There is nothing about what happened in Buffalo that is “fringe” in this sense, and there is nothing about this episode of terrorism that required the Internet. “Replacement theory” is just the latest slurried sediment of a cask of policy, ideology and domination that has been fermenting since the colonial era of American history—it’s a common ideological preoccupation of settler societies generally, which fear being replaced in part because their entire logic is built on displacing and replacing the lands and societies of other people who were there before them. Tucker Carlson may be an odious disfiguring boil full of these ideas, the Republican Party may have become a malignancy shaped by “replacement theory”, but this is a deeper illness of the American body politic.
To me the really sad thing is that an opposing conception of health and strength has become so mealy-mouthed and reactive in recent years after having become a much more animating and expressive part of national politics for a time. If you want to stand against the malign and murderous uses of “replacement theory”, then don’t wish it into the cornfield by insisting that it is a fringe idea. Embrace replacement. By that I mean, embrace the vigorous democratic ideal that this nation is made up of whomever is in it and that this is by its nature always in motion, always changeable. That the United States will endure by being open to its myriad futures. If American constitutional democracy can live up to its ideals and its core propositions rather than persistently fall short of its promises, then that fulfillment in part has to trust that the ideas are bigger than and more durable than any particular group of people who find themselves in America and of America. That’s the test. If the ideas really are good (especially if they’re actually practiced rather than substantially ignored) then the future America, whomever it is built from, will still embrace the ideas. America doesn’t need any group, ethnicity, race, language, culture or people. America is the outcome of all groups, ethnicities, races, languages, cultures or peoples who reside within it, under its laws and within its best spirit. Of course we will be replaced, all of us, by the future. So should we be. “We the People” is at its heart a singing evocation of replacement: the People are anyone and everyone.
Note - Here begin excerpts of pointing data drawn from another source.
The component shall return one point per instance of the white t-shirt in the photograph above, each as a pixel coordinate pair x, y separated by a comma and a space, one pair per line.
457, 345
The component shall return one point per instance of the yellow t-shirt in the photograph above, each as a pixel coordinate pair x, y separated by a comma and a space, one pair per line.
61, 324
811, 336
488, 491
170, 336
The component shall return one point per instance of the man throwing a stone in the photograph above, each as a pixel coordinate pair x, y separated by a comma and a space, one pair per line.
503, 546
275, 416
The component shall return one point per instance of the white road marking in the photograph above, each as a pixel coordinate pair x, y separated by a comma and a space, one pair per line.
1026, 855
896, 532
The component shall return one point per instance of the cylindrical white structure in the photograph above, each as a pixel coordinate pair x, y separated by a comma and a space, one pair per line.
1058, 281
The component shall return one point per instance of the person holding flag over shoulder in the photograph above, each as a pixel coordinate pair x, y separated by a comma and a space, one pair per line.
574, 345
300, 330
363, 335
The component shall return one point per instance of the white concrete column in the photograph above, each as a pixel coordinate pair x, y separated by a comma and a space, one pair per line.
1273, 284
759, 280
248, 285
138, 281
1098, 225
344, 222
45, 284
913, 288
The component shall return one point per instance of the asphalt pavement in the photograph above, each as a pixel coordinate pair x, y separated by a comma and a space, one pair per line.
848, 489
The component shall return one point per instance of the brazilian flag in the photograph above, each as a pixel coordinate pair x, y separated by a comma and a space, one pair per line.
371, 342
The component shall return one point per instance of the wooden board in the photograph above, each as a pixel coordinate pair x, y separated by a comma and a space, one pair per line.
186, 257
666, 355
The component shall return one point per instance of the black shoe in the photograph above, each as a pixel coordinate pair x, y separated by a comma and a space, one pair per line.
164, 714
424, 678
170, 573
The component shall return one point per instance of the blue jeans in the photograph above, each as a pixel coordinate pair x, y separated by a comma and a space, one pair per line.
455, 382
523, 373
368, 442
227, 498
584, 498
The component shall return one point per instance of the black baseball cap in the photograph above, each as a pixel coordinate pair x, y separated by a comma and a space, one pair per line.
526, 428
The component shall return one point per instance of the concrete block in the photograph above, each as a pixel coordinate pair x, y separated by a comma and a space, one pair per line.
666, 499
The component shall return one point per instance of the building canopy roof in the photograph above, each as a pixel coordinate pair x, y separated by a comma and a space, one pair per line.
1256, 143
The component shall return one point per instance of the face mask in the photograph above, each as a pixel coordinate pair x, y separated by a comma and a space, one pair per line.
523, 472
And perhaps embrace replacement one other way. Nobody gets evicted, nobody gets deported, nobody gets exiled, but what we need replaced over time are the people who reject being replaced by a future that we do not and should not try to control. The future that We the People have every right to dream of is a future without killers who shoot shoppers, who murder people in their churches, who blow up office buildings, who hunt joggers, who drag innocent men behind their pick-up trucks. A future without glassy-eyed demagogues on television or in legislatures who call out to the killers and remind them of the legacies of sterilization and enforcement and lynching and riot, who promise them that they are and should be the exclusive owners of the land and the sole inheritors of an unchanging future.